FIXING the date of Easter could ‘detach Christians from their Jewish roots’, says the Bishop.

The Bishop of Salisbury, the Rt Revd Nicholas Holtam, warned that fixing the date of Easter could weaken the shared experience of Christians, Jews and Muslims as ‘children of Abraham and people of the book’.

He made the warning during a sermon at his Diocese’s annual Maundy Thursday Chrism Eucharist, at Salisbury Cathedral, attended by priests and laypeople from across the region. The Bishop said the death of Jesus was connected with and interpreted by the central story of Judaism and that in a world ‘bedevilled by religious violence, it’s God’s awkward gift’ that the central acts by which Christians remember Jesus are linked with one of the most sacred Jewish festivals.

The Rt Revd Nicholas Holtam said: “If the Primates of the Anglican Communion thought same sex relationships are difficult to know what to do with, just wait until they get going on the implications of fixing the date of Easter.
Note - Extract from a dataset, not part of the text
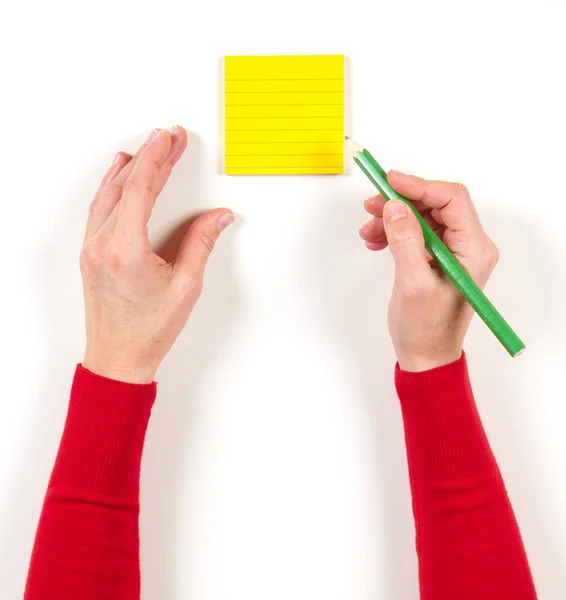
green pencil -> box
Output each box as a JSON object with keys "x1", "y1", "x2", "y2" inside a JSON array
[{"x1": 346, "y1": 136, "x2": 525, "y2": 357}]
It seems to me a curiously unexamined piece of cultural accommodation that would separate the timing of Easter from Passover and detach us from our Jewish roots.

“In a world in which the dominant secular narrative about religion is of division and violence it ought to be a gift that there are shared stories, experiences and scriptures.

“Our job is to live with this connectedness, work with it, explore its meaning including the awkward difficulties and differences to make a more Godly story for the sake of a deeply troubled world.”